Google Play comes to Google Apps, letting enterprise customers distribute apps internally

Google Play comes to Google Apps, letting enterprise customers distribute apps internally

Google on Tuesday announced it is extending the Google Play Store to its Google Apps customers. The goal is simple: the company wants to allow its enterprise customers to internally distribute apps to their employees.

Google Apps for Business, Education, and Government domains can now have a Private Channel on the Google Play Store. Administrators allow users (must be on the same domain) to register with the Android Developer Console, who in turn can publish Android apps to the Private Channel.

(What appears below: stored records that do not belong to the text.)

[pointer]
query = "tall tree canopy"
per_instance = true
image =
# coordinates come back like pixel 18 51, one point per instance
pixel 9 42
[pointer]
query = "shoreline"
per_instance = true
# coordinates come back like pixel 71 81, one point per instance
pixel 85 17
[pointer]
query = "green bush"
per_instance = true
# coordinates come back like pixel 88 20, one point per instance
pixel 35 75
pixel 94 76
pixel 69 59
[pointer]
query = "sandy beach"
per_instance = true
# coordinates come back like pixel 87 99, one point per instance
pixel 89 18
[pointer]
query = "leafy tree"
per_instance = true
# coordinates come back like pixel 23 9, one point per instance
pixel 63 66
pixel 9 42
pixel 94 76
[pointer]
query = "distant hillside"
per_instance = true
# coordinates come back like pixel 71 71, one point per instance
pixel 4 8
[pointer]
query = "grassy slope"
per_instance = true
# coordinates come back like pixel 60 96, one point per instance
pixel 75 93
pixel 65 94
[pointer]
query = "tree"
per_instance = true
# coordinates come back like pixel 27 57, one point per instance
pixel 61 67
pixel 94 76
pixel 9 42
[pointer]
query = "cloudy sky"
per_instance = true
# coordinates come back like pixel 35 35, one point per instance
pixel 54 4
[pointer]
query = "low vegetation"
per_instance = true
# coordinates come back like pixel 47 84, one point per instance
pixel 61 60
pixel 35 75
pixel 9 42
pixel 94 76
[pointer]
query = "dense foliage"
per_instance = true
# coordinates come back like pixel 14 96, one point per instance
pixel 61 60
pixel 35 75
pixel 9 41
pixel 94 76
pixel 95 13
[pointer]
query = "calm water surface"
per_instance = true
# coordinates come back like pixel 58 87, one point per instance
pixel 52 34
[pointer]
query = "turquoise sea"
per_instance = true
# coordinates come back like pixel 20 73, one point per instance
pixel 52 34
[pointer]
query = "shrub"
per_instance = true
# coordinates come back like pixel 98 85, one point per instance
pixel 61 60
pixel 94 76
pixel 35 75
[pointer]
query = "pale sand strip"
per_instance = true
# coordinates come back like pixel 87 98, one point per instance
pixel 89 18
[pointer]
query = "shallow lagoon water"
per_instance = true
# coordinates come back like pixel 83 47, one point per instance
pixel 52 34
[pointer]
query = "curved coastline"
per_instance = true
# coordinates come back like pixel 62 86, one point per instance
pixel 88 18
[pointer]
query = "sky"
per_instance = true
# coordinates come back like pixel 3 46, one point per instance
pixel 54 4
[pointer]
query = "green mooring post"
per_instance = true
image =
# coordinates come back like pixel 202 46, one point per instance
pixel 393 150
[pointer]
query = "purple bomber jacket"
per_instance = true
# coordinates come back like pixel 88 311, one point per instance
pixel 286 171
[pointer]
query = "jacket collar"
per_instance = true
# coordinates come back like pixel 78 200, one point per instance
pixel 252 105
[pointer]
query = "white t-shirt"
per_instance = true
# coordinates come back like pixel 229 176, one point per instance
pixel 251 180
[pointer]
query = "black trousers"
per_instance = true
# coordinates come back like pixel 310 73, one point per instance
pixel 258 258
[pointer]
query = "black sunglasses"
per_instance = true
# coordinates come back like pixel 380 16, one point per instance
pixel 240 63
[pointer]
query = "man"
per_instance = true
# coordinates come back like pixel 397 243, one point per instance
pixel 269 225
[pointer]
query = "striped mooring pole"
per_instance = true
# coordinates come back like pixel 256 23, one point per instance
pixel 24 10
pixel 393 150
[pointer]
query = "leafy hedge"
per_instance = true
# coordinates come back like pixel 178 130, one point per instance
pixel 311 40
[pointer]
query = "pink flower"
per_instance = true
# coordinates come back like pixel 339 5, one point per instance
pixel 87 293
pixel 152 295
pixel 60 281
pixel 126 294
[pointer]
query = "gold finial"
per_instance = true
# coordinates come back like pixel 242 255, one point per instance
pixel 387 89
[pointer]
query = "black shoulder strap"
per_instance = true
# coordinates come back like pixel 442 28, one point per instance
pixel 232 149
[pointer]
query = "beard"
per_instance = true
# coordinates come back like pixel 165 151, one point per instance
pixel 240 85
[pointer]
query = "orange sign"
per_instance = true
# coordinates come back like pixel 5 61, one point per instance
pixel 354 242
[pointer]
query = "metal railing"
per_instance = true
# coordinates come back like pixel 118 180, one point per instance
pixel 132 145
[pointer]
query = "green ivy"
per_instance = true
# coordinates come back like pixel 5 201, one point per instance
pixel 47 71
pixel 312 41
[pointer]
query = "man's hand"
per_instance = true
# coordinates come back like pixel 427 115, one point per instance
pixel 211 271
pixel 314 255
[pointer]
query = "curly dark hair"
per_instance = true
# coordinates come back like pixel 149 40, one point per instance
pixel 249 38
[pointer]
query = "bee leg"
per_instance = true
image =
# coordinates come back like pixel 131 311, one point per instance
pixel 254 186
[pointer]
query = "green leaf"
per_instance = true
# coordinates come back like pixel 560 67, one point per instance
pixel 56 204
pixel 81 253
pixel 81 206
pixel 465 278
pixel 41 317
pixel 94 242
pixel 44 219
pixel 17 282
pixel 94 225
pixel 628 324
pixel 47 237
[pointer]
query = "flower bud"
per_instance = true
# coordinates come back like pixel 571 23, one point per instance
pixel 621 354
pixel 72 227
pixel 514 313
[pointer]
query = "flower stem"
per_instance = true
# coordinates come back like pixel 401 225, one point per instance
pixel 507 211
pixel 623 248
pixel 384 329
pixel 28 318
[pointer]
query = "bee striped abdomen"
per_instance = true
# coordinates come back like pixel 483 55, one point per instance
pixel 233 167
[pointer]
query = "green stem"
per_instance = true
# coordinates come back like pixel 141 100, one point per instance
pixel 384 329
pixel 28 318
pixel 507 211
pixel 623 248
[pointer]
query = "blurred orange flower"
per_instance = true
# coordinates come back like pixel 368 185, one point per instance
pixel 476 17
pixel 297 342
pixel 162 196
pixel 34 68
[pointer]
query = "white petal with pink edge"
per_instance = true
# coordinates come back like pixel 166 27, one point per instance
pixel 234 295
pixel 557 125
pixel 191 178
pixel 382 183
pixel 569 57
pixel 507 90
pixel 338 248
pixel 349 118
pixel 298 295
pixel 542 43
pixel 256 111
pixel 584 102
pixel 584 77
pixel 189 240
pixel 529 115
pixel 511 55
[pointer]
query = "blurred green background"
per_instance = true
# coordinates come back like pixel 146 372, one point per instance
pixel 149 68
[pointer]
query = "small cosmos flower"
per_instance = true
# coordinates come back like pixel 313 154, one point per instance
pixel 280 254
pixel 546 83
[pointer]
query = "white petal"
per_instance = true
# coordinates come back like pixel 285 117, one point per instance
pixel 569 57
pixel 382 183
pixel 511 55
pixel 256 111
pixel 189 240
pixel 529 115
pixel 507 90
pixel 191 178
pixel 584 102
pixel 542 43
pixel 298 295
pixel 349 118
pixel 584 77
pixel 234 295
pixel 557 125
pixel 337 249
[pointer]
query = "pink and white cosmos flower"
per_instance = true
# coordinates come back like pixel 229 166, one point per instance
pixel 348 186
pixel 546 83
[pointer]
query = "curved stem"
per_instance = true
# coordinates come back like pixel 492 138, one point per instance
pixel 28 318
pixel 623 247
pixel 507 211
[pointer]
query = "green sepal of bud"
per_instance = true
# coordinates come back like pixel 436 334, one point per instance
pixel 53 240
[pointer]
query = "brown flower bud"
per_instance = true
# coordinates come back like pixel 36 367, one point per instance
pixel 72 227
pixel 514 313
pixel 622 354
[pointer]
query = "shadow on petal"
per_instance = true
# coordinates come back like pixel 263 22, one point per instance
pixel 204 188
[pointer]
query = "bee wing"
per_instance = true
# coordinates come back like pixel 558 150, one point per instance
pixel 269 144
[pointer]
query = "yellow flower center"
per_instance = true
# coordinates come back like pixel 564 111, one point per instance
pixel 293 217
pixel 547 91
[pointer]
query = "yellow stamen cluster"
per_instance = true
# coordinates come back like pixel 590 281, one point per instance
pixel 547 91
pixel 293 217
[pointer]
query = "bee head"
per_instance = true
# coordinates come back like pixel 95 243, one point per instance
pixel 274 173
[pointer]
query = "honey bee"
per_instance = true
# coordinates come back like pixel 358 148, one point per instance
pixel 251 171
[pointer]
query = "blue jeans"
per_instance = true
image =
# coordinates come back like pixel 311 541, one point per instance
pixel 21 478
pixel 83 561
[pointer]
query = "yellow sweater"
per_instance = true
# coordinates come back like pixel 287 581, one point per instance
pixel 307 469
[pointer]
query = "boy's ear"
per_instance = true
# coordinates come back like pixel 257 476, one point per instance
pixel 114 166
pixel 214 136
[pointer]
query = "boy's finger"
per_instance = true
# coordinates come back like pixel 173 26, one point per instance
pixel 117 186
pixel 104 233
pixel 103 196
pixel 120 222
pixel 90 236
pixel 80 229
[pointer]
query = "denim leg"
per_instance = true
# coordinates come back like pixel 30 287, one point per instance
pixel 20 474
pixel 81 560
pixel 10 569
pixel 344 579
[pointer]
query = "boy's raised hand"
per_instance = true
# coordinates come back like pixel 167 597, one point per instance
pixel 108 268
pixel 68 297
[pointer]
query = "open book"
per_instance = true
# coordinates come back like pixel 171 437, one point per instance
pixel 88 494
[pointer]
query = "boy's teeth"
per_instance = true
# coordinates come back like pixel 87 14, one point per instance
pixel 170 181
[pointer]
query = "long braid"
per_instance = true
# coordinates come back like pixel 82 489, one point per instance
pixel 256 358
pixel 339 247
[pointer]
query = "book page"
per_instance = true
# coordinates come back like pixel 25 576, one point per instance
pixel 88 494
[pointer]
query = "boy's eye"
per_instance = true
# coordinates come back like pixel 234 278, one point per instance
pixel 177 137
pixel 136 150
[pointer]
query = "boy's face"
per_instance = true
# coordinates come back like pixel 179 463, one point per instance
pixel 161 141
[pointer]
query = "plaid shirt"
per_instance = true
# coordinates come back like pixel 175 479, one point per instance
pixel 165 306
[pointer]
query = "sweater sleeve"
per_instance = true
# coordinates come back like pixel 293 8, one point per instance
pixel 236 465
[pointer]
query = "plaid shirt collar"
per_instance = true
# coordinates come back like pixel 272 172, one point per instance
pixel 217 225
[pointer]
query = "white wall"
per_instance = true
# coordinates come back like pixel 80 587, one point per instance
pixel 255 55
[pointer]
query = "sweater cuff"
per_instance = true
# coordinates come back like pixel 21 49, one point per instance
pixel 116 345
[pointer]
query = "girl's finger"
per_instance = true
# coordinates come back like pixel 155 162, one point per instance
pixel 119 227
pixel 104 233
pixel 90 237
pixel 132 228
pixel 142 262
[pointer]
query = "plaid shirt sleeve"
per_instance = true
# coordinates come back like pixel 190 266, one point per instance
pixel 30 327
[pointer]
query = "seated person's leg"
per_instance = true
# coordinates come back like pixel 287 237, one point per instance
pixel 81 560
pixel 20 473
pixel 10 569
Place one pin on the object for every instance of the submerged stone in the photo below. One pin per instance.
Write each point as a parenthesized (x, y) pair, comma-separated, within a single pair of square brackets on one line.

If you’re a Google Apps administrator, here’s how you can enable the Private Channel on the Google Apps control panel. Sign in to your control panel, go to “Organizations & Users,” click on Services, and finally turn on the “Google Play Developer Console” for the users who will be publishing apps. Under Settings, choose Mobile. From there you can manage access to the Private Channel by organizational unit, giving you granular control over who has access.

If you’re an employee at an organization that is getting the Private Channel and want to publish apps, you need to first register with Google Play as regular Google Play apps publishers on the Google Play Developer Console. Your administrator will probably create a dedicated account for publishing apps to the Private Channel, so he or she can retain access to published apps in case you leave the organization.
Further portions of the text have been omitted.